Cerulli recently said that, in the next 25 years, $68 trillion will be passed to charities and the next generation. That’s the opportunity and the threat to all our businesses. These meetings are an opportunity to connect with the next generation and keep the families with whom advisors now work. It’s also an opportunity to [move] assets from other firms where advisors aren’t having these meetings.
Anything else that’s helpful to FAs?
The opportunity to sustain their practices and build deeper long-standing relationships so they don’t have to worry that, when Dad or Mom passes away, the adult children will leave.
How do the meetings come about?
Advisors can sometimes get context clues from families, like [when parents say], “I don’t want my kids to feel entitled.” Or there are more subtle ones, like, “My wife and I are fighting about how much to leave in the trust.” So they tend to [come from] issues they’re dancing around.
In a meeting, if one sibling says they deserve to inherit more than the parents say they’re leaving them, won’t that create a potential argument?
Absolutely. But what we’re trying to do is [practice] preventive medicine — to get to a place where we’re at least ticking all the boxes with immunizations to make sure the potential diseases of the family don’t happen. But emotions can run high. A third party being present can help soften some of those fair vs. equal considerations.
What are some of the facilitating techniques UBS advisors use at the meetings?
We have a tool-shelf of things they can pull from to make the conversations seem less intimidating for the family. Instead of asking, “What are your values?”, we give every person a deck of 30 cards, each with a values word on it and ask them to pick three cards [words] that speak to their guiding principles, such as reliability or community. Then we prompt them to talk about those, and we probe a little more.
Any other exercises?
The flip side of the cards have pictures that [cue] the family to talk about what they’re looking for in life now and in the future.

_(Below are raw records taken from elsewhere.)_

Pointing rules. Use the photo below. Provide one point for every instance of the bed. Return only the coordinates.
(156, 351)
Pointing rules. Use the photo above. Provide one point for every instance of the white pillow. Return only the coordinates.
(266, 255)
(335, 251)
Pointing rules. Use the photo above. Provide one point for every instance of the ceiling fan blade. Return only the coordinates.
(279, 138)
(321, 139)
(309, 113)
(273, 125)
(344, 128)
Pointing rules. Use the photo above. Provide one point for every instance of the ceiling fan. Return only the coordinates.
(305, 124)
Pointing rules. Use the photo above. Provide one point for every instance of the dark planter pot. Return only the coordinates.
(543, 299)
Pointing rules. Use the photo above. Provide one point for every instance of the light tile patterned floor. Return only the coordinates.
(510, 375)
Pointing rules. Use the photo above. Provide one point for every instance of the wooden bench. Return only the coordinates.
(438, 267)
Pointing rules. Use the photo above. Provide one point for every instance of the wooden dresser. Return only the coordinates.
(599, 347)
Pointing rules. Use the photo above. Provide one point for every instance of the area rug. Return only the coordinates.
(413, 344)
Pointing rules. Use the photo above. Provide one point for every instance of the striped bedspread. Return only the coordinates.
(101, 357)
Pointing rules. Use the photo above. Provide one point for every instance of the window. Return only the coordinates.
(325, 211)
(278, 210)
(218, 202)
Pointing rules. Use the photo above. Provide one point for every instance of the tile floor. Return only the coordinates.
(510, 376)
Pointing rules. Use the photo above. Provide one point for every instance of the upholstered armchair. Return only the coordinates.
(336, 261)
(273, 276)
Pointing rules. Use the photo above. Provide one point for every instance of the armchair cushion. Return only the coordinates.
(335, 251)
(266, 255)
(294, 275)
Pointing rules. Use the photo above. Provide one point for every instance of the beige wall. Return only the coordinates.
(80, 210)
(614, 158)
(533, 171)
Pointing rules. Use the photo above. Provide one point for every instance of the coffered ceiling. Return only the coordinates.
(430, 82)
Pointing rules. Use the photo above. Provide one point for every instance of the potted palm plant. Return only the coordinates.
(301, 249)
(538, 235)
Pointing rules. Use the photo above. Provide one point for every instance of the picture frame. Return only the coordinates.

What makes the cards idea effective?
We’re taking huge existential [concepts] and breaking them down. From there, we can help the family write a white paper [for their] mission statement.
I imagine the cards are psychologically helpful, too. True?
I’m often so surprised at the breakthroughs that happen — that a simple set of cards can create moments of connection between family members. It’s a way for them to check in with one another — and to also check in with themselves on what their values are.